Unfortunately for Reddit, Reddit seems tailor made for federation. It’s nothing but topical sub-sites that already have administrators and audiences.
@murtaugh the trick is the actual value of reddit is having a frontpage that surfaces the best from across all those communities, and that kind of aggregation is politically touchy for federated systems, I feel.
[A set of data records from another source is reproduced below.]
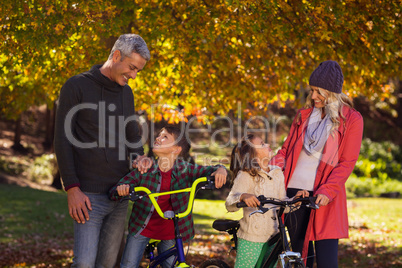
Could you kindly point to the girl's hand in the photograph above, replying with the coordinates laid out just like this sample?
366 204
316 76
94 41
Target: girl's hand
322 200
220 177
123 190
250 200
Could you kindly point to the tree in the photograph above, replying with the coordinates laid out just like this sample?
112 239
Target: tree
205 54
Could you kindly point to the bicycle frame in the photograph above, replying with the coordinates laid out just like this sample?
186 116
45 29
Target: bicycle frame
281 250
177 250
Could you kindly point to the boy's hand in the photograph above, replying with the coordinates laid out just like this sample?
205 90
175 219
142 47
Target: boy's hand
123 190
220 177
250 200
142 163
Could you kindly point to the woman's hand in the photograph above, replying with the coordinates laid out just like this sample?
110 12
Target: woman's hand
250 200
301 193
123 190
322 200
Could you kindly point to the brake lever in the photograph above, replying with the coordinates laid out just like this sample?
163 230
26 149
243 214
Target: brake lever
312 205
261 210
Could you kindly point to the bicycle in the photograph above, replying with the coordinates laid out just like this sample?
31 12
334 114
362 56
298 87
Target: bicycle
177 250
281 252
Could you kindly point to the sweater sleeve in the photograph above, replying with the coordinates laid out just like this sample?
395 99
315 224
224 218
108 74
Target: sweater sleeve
242 184
132 178
64 127
133 129
279 160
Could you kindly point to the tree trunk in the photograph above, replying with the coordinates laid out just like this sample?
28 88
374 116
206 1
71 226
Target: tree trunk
17 136
399 103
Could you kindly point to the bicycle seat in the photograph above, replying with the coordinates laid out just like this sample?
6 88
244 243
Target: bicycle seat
224 225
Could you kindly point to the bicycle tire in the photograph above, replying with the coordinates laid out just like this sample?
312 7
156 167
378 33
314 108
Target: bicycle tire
214 263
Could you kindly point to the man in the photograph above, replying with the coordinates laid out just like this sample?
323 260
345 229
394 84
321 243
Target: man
96 134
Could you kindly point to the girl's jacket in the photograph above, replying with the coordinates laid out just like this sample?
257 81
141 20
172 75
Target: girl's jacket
338 159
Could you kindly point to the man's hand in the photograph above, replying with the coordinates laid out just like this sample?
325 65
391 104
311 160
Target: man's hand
123 190
220 177
142 163
322 200
78 205
250 200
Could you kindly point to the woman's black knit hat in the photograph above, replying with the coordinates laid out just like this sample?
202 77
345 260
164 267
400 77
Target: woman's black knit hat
328 75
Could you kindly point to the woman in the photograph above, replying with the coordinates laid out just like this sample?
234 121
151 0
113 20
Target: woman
319 155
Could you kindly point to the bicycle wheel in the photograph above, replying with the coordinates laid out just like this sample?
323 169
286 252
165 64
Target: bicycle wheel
214 263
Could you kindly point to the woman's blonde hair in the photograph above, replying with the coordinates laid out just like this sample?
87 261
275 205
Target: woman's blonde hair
334 103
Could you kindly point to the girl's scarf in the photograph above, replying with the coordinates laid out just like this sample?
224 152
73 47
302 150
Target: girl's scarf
317 133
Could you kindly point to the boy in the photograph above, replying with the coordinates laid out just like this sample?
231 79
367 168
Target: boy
169 173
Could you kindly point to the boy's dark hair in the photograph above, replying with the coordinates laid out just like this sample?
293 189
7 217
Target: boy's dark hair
180 140
242 157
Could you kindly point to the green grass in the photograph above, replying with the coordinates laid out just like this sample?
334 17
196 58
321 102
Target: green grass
28 212
375 233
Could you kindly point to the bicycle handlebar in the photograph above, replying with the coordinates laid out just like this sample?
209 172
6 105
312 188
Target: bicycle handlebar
134 196
309 201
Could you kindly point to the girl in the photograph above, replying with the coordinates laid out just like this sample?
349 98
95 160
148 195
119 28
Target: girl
253 177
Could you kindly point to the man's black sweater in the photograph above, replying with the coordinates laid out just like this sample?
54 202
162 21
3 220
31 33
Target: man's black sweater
95 132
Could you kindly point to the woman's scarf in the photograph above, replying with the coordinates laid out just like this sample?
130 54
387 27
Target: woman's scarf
317 132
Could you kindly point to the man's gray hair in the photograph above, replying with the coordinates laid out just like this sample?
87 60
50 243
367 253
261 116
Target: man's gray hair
129 43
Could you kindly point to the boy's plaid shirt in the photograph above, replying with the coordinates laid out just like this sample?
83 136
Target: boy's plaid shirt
183 175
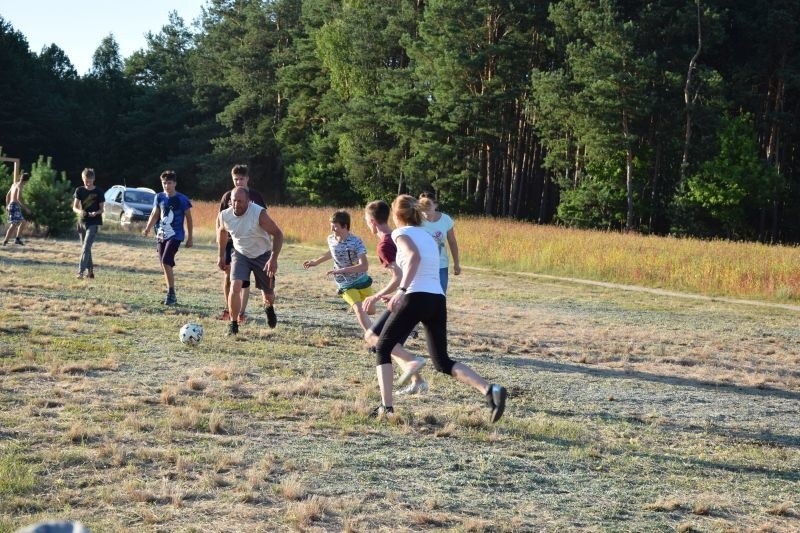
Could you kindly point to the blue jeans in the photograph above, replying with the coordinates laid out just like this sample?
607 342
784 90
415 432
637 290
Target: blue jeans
87 235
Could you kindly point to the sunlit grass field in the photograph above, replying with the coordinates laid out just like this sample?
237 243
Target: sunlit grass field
713 268
627 410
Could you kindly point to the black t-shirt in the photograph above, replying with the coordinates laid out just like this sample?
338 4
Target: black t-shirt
90 202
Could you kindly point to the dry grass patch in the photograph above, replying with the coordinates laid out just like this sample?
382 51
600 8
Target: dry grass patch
169 394
80 432
305 512
185 418
291 488
196 384
782 509
217 424
664 504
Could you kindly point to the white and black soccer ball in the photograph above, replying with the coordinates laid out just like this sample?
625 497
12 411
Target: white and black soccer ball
191 333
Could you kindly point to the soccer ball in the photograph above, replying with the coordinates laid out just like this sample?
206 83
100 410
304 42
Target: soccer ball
191 333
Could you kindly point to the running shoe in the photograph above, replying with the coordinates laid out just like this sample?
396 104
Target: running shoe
410 369
415 388
382 410
272 319
496 398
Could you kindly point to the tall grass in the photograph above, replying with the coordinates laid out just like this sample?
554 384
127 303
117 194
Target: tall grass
717 268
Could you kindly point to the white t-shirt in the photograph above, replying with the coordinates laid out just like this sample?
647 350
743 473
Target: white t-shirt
249 238
427 276
438 231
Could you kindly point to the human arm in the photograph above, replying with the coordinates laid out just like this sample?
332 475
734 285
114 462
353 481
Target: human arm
222 242
387 290
269 225
451 241
189 227
321 259
411 251
77 208
155 214
361 266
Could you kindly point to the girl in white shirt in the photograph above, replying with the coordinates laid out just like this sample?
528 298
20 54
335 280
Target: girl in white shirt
420 298
440 226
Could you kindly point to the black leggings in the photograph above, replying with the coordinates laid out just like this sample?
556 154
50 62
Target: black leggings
429 309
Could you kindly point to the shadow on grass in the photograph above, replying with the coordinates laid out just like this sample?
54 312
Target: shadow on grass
763 438
655 378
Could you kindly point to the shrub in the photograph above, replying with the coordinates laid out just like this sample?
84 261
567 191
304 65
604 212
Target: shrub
49 198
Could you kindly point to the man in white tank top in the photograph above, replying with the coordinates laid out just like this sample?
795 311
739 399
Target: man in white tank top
257 241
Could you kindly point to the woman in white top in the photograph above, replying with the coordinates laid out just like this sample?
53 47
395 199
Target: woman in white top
420 298
440 226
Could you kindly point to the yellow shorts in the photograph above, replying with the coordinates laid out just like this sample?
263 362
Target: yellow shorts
354 296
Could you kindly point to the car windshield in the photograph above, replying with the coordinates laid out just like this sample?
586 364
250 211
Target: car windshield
139 197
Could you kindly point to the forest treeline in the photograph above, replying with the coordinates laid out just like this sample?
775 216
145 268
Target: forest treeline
656 116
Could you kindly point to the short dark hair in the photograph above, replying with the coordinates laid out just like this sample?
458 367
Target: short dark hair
342 218
169 175
379 210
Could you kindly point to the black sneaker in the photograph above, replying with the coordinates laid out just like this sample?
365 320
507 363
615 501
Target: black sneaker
272 319
496 398
381 410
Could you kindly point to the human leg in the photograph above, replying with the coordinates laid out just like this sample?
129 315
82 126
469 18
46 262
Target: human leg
87 238
410 364
398 326
436 336
8 233
245 294
266 284
235 299
443 279
167 250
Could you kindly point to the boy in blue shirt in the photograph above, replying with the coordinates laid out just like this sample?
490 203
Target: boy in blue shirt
170 209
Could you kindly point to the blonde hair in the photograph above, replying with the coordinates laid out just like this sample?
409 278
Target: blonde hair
426 204
407 210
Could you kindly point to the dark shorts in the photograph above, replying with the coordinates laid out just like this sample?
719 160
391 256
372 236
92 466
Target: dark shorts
228 256
167 250
377 326
15 213
242 266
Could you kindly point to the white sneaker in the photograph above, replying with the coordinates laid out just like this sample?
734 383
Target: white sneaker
410 370
415 388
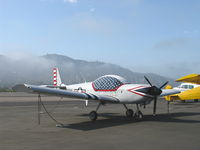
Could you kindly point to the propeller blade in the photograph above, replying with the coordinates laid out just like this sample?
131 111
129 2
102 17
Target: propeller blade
154 105
148 80
164 84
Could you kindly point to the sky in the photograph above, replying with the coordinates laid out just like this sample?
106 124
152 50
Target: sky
156 36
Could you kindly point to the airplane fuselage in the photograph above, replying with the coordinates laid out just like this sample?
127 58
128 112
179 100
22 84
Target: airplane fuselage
125 93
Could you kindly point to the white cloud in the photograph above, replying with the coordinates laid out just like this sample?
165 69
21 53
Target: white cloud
71 1
92 9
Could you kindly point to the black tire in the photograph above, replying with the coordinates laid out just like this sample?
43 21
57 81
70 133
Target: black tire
93 115
139 115
129 113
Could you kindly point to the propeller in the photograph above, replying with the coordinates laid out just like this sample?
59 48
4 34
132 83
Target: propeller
155 92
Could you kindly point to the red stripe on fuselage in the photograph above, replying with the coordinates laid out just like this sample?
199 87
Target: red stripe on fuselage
132 90
106 90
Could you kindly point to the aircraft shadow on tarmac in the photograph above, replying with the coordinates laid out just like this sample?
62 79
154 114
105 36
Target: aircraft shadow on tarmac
111 120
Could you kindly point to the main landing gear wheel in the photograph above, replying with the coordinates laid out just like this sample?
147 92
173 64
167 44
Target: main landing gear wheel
138 115
93 115
129 113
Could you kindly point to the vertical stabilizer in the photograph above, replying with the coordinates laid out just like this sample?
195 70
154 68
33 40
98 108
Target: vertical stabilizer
56 77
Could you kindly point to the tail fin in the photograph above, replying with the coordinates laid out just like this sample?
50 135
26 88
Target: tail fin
56 77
@atonal440 @murtaugh I don't follow.

When a user logs in, they only see content from the communities they follow. I assumed that process was automated on Reddit right now. Shouldn't a federated version of this experience basically be fetching the top list from each community hub?

@dotproto @murtaugh reddit got off the ground because even logged-out or new users saw the best of r/all, and a popular post anywhere could reach the whole site. It's a bit tricky to do this technically with federation, but more importantly it's something that a lot of people actually find unpleasant: getting way more attention than you bargained for isn't always good and there's pressure in these federated systems to implement anti-virality controls of various sorts.
@atonal440 @murtaugh As a longtime Reddit user I get no value out of seeing posts from subreddits I don't follow.

@rcade @murtaugh because you're a longtime reddit user, not a new one. You know what you want out of the service and where to get it, others don't and need that kind of algorithmic direction.

I think this is one of the challenges for mastodon, too, to be clear. It's a great set of tools for people who know what they want from a microblogging service, and nothing for anyone who has a less well defined set of needs.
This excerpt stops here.